True joy I discovered comes from interaction.
Over the last few months I was so down. Interaction with my loved
ones, my friends, my brothers in Christ, my sisters in Christ, and only
then was I able to be motivated, able to be uplifted. To share your
sorrow, to share your happiness – that’s true joy.
And you know what makes you smile? True joy comes from helping others
in hardship, and because I’ve gone through this, I know what hardship
entails.
In fact, there’re some cancer patients who tell me a lot
of times, people come up to them and tell them, “Stay positive. Stay
positive.” Yah, right. You come in my shoes and you try to stay
positive! You don’t know what you’re talking about!
But I have the licence. So I’ve been going out to meet other fellow
cancer patients, to share with them, encourage them. And I know, because
I’ve been through it, and it’s easier for me to talk to them.

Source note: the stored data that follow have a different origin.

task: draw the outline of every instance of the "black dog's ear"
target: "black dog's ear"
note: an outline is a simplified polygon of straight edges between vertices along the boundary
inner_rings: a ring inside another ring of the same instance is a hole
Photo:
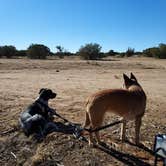
[[[123,73],[123,79],[124,79],[125,81],[129,81],[129,80],[130,80],[130,78],[129,78],[126,74],[124,74],[124,73]]]
[[[131,79],[131,80],[135,80],[135,81],[137,82],[137,79],[136,79],[136,77],[134,76],[133,73],[130,74],[130,79]]]
[[[41,94],[44,90],[46,90],[45,88],[41,88],[39,91],[39,94]]]

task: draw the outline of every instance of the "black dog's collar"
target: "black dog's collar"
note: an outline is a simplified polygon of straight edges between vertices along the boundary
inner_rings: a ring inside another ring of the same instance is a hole
[[[43,110],[43,109],[49,109],[49,106],[48,106],[47,102],[45,102],[45,101],[43,101],[43,100],[41,100],[41,99],[37,99],[37,100],[35,101],[35,103],[38,104],[39,107],[40,107],[42,110]]]
[[[48,104],[47,104],[47,101],[45,102],[45,101],[43,101],[43,100],[41,100],[40,98],[38,98],[36,101],[35,101],[35,104],[37,104],[38,105],[38,107],[42,110],[42,112],[47,112],[47,113],[52,113],[52,114],[55,114],[55,110],[54,109],[52,109],[52,108],[50,108],[49,106],[48,106]]]
[[[38,98],[36,99],[36,102],[38,102],[38,103],[40,103],[40,104],[42,104],[42,105],[48,106],[48,101],[45,101],[45,100],[43,100],[43,99],[40,98],[40,97],[38,97]]]

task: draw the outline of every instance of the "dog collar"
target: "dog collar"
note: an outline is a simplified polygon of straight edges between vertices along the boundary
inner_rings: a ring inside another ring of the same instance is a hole
[[[48,106],[48,101],[45,101],[45,100],[43,100],[43,99],[37,98],[37,99],[36,99],[36,102],[38,102],[38,103],[40,103],[40,104],[43,104],[43,105],[45,105],[45,106]]]

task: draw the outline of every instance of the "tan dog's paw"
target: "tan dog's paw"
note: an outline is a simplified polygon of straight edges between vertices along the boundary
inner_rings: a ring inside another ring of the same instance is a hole
[[[90,148],[94,148],[94,147],[95,147],[95,143],[94,143],[94,142],[89,141],[89,147],[90,147]]]

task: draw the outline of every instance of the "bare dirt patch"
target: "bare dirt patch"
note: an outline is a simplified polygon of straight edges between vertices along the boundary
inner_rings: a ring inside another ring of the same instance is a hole
[[[141,127],[144,146],[119,142],[119,125],[101,132],[107,149],[89,148],[71,135],[52,133],[40,144],[21,131],[1,136],[0,165],[153,165],[154,136],[166,131],[166,61],[150,58],[111,61],[0,59],[0,131],[18,124],[20,112],[37,97],[40,88],[57,92],[50,102],[70,121],[83,124],[85,100],[100,89],[120,88],[122,73],[133,72],[143,86],[147,110]],[[117,119],[106,115],[105,122]],[[134,123],[128,124],[133,142]],[[111,143],[116,147],[111,146]],[[14,155],[13,155],[14,154]]]

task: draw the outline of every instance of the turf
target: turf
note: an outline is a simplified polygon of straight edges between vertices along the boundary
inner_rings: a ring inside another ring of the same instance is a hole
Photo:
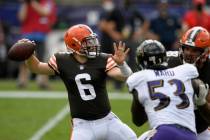
[[[65,91],[65,86],[61,80],[51,80],[49,82],[50,89],[52,91]],[[26,88],[18,88],[17,82],[14,80],[0,80],[0,91],[11,91],[11,90],[30,90],[30,91],[40,91],[39,86],[34,80],[28,82]]]
[[[61,81],[50,83],[53,91],[65,91]],[[108,83],[109,91],[115,91]],[[15,81],[0,81],[0,92],[32,90],[40,91],[34,82],[27,89],[17,89]],[[30,94],[30,93],[29,93]],[[126,89],[122,94],[127,94]],[[29,140],[50,118],[54,117],[65,105],[67,99],[6,99],[0,98],[0,139]],[[147,124],[136,127],[131,122],[131,100],[111,100],[112,111],[139,136],[148,129]],[[71,131],[70,115],[46,133],[41,140],[68,140]]]

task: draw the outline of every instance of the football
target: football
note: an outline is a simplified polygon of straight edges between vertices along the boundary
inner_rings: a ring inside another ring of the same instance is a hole
[[[8,51],[8,58],[13,61],[24,61],[28,59],[35,50],[36,44],[29,41],[16,42]]]

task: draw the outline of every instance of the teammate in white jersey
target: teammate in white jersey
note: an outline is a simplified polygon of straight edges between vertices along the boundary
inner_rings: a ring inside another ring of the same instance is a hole
[[[168,69],[166,50],[156,40],[144,41],[137,52],[137,63],[143,70],[127,80],[133,94],[133,122],[142,125],[148,119],[153,129],[151,140],[196,140],[191,83],[198,77],[196,67],[184,64]],[[142,111],[147,115],[139,120]]]

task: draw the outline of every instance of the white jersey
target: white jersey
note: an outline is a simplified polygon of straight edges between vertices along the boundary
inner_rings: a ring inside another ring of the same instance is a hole
[[[180,124],[196,133],[191,84],[191,79],[196,77],[196,67],[184,64],[166,70],[136,72],[128,78],[127,84],[130,92],[134,89],[138,92],[152,128]]]

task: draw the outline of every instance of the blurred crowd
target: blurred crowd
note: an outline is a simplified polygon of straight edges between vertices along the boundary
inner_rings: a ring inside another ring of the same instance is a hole
[[[27,6],[31,9],[28,16],[24,13]],[[39,45],[37,55],[47,62],[53,53],[66,51],[64,31],[78,23],[87,24],[95,30],[102,52],[113,53],[113,42],[126,42],[131,49],[127,62],[133,71],[136,71],[137,44],[145,39],[157,39],[167,50],[178,50],[178,38],[187,29],[203,26],[210,31],[205,0],[180,3],[159,0],[154,4],[138,0],[101,0],[100,5],[81,3],[67,6],[53,0],[8,1],[0,3],[0,78],[17,79],[17,85],[25,87],[27,79],[35,76],[28,74],[22,62],[7,59],[7,51],[12,44],[23,37],[34,40]],[[27,24],[43,27],[28,28]],[[41,88],[48,88],[48,77],[37,78],[37,83]],[[114,83],[116,89],[121,89],[121,83]]]

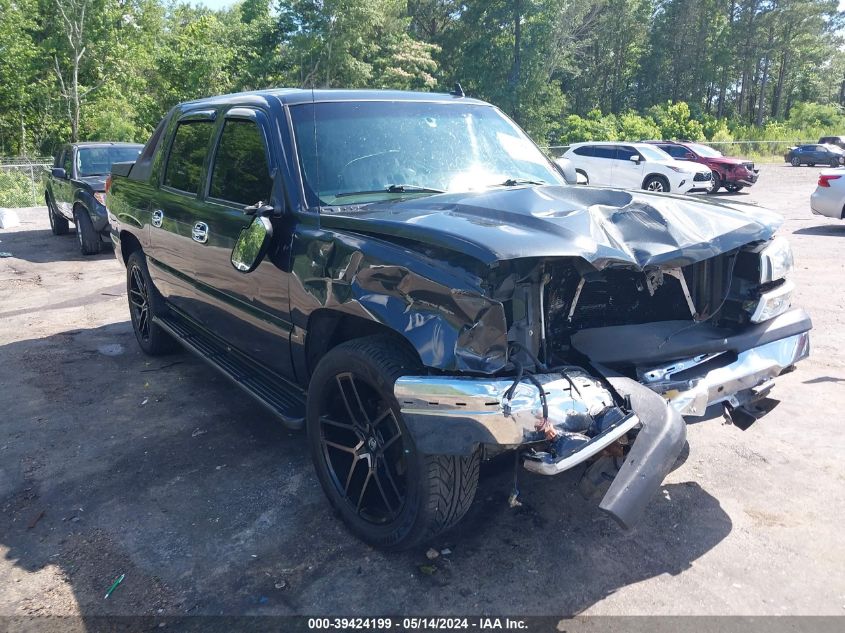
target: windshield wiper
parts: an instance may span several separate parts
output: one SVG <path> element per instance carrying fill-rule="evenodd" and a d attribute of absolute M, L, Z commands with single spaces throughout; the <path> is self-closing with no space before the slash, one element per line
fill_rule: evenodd
<path fill-rule="evenodd" d="M 336 193 L 335 198 L 344 198 L 346 196 L 364 196 L 371 193 L 446 193 L 442 189 L 432 189 L 431 187 L 421 187 L 419 185 L 388 185 L 384 189 L 374 189 L 371 191 L 345 191 L 343 193 Z"/>
<path fill-rule="evenodd" d="M 496 187 L 516 187 L 517 185 L 547 185 L 545 180 L 529 180 L 527 178 L 508 178 L 505 182 L 500 182 Z"/>

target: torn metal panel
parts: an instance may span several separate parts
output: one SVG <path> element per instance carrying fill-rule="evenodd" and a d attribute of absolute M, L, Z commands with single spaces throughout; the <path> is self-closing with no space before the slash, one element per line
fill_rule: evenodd
<path fill-rule="evenodd" d="M 578 257 L 597 269 L 679 267 L 750 242 L 782 223 L 737 203 L 593 187 L 510 187 L 347 208 L 323 227 L 434 244 L 491 265 L 525 257 Z"/>
<path fill-rule="evenodd" d="M 506 362 L 501 302 L 485 296 L 472 270 L 375 238 L 314 231 L 293 244 L 291 308 L 308 329 L 331 309 L 383 324 L 403 336 L 427 367 L 492 373 Z M 475 262 L 477 265 L 477 262 Z"/>

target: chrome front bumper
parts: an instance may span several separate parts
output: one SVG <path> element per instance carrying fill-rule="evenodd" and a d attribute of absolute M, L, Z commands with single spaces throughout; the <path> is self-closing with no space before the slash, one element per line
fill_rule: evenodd
<path fill-rule="evenodd" d="M 802 332 L 740 352 L 702 355 L 640 372 L 640 381 L 662 395 L 681 415 L 702 416 L 721 402 L 738 407 L 763 394 L 784 369 L 810 354 L 810 333 Z"/>

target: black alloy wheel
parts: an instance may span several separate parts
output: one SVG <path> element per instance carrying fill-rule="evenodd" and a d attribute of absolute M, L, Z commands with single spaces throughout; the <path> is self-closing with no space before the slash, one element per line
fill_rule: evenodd
<path fill-rule="evenodd" d="M 390 403 L 352 372 L 337 374 L 320 415 L 320 444 L 337 492 L 367 523 L 396 519 L 407 496 L 402 427 Z"/>
<path fill-rule="evenodd" d="M 407 549 L 457 523 L 478 485 L 479 450 L 417 449 L 393 389 L 420 372 L 401 340 L 369 336 L 331 349 L 308 386 L 308 447 L 323 492 L 351 532 L 383 549 Z"/>
<path fill-rule="evenodd" d="M 150 297 L 141 267 L 133 264 L 128 269 L 129 309 L 135 333 L 143 341 L 150 340 Z"/>
<path fill-rule="evenodd" d="M 178 344 L 153 321 L 166 311 L 164 299 L 150 279 L 143 251 L 135 251 L 126 261 L 126 295 L 132 329 L 141 349 L 150 356 L 169 354 Z"/>

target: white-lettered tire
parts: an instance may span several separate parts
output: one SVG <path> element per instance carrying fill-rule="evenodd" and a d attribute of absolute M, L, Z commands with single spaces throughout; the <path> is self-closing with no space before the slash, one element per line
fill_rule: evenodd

And most importantly, I think true joy comes from knowing
God. Not knowing about God – I mean, you can read the bible and know
about God – but knowing God personally; getting a relationship with God.

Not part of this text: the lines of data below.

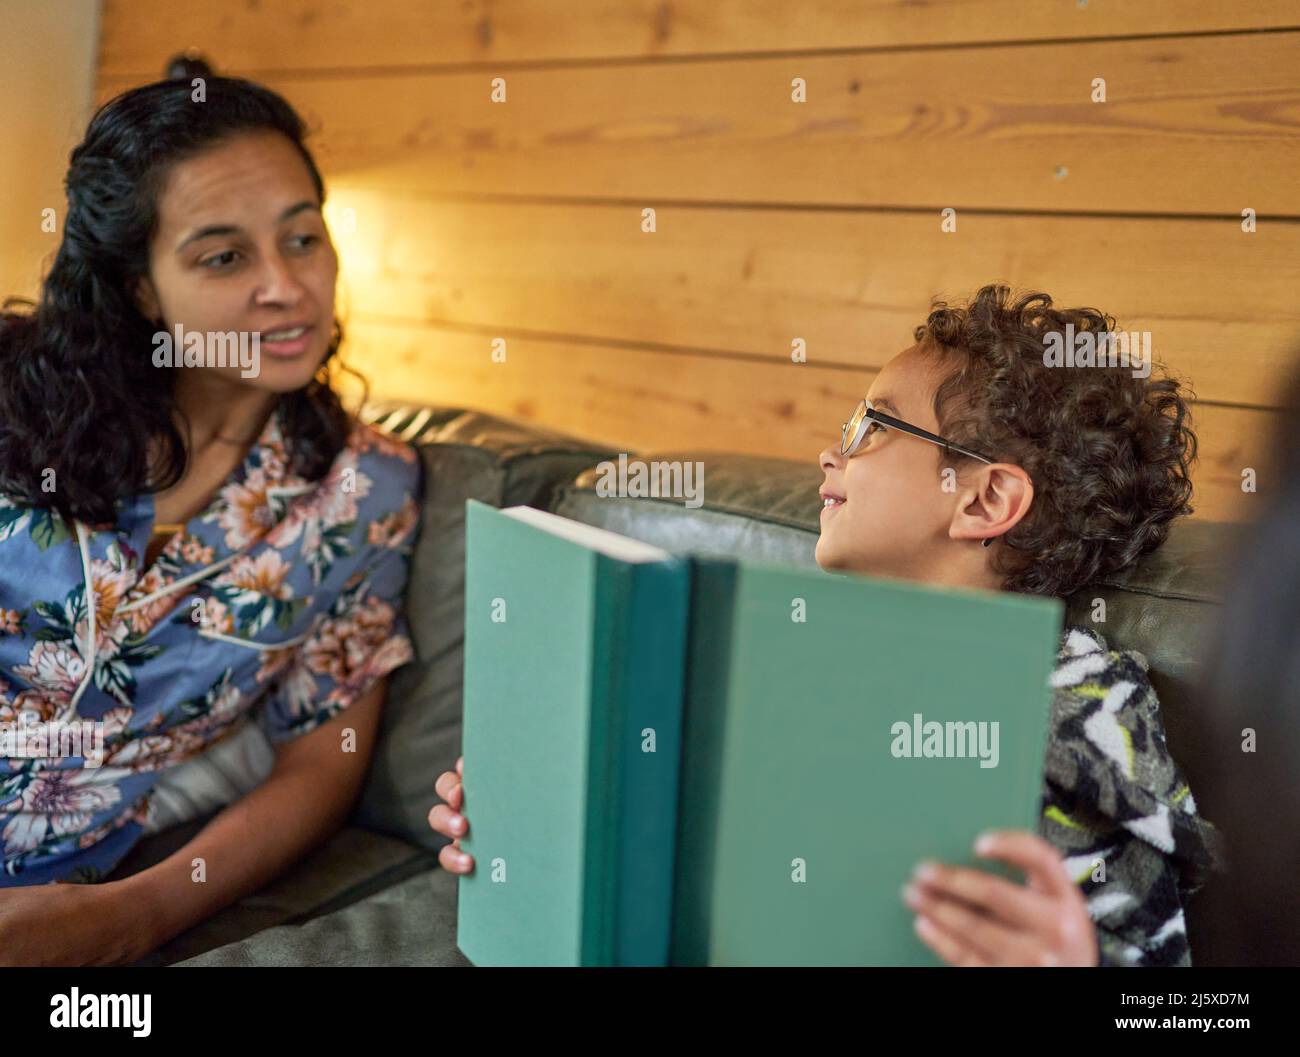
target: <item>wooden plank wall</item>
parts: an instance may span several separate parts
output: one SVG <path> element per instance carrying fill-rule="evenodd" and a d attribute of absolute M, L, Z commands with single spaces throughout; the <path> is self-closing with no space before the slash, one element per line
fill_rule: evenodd
<path fill-rule="evenodd" d="M 1198 516 L 1267 493 L 1300 0 L 106 0 L 100 99 L 190 46 L 315 129 L 379 395 L 812 460 L 932 297 L 1003 281 L 1151 331 Z"/>

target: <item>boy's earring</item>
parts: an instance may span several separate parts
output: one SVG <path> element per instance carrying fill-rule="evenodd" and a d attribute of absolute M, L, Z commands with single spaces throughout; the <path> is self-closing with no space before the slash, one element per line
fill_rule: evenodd
<path fill-rule="evenodd" d="M 992 537 L 992 536 L 986 536 L 986 537 L 984 538 L 984 542 L 983 542 L 983 544 L 982 544 L 981 546 L 984 546 L 984 547 L 992 547 L 992 546 L 993 546 L 993 537 Z"/>

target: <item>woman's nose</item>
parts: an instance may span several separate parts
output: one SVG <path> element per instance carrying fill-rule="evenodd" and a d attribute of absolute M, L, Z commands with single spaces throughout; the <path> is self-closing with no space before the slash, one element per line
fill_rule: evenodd
<path fill-rule="evenodd" d="M 302 298 L 304 290 L 305 287 L 294 274 L 291 264 L 274 257 L 267 259 L 257 292 L 260 301 L 296 304 Z"/>
<path fill-rule="evenodd" d="M 817 456 L 817 464 L 823 470 L 838 470 L 844 465 L 844 456 L 840 454 L 840 449 L 836 445 L 828 445 Z"/>

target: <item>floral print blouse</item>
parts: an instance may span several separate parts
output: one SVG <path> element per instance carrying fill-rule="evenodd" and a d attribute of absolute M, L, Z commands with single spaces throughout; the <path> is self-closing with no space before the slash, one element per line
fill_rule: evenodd
<path fill-rule="evenodd" d="M 148 569 L 152 495 L 96 526 L 0 496 L 0 887 L 104 879 L 162 771 L 250 719 L 306 734 L 410 660 L 421 490 L 414 449 L 361 423 L 323 479 L 294 475 L 272 414 Z M 12 736 L 92 723 L 79 756 Z"/>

I think that’s the most important. That’s what I’ve learnt.
So if I were to sum it up, I’d say that the
earlier we sort out the priorities in our lives, the better it is.
Don’t be like me – I had no other way. I had to learn it through the
hard way. I had to come back to God to thank Him for this opportunity
because I’ve had 3 major accidents in my past – car accidents.
You know, these sports car accidents – I was always speeding , but
somehow I always came out alive, even with the car almost being
overturned. And I wouldn’t have had a chance. Who knows, I don’t know
where else I’d be going to! Even though I was baptised it was just a
show, but the fact that this has happened, it gave me a chance to come
back to God.
Few things I’d learnt though:
1. Trust in the Lord your God with all your heart – this is so important.
2. Is to love and serve others, not just ourselves.
There is nothing wrong with being rich or wealthy. I think it’s
absolutely alright, ’cause God has blessed. So many people are blessed
with good wealth, but the trouble is I think a lot of us can’t handle
it. The more we have, the more we want. I’ve gone through it, the deeper
the hole we dig, the more we get sucked into it, so much so that we
worship wealth and lose focus. Instead of worshipping God, we worship
wealth. It’s just a human instinct. It’s just so difficult to get out of
it.
We are all professionals, and when we go into private practise, we start to build up our wealth – inevitably.
So my thought are, when you start to build up wealth and
when the opportunity comes, do remember that all these things don’t
belong to us. We don’t really own it nor have rights to this wealth.
It’s actually God’s gift to us. Remember that it’s more important to
further His Kingdom rather than to further ourselves.
Anyway I think that I’ve gone through it, and I know that wealth
without God is empty. It is more important that you fill up the wealth,
as you build it up subsequently, as professionals and all, you need to
fill it up with the wealth of God.
I think that’s about it. It’s good to share. Thanks.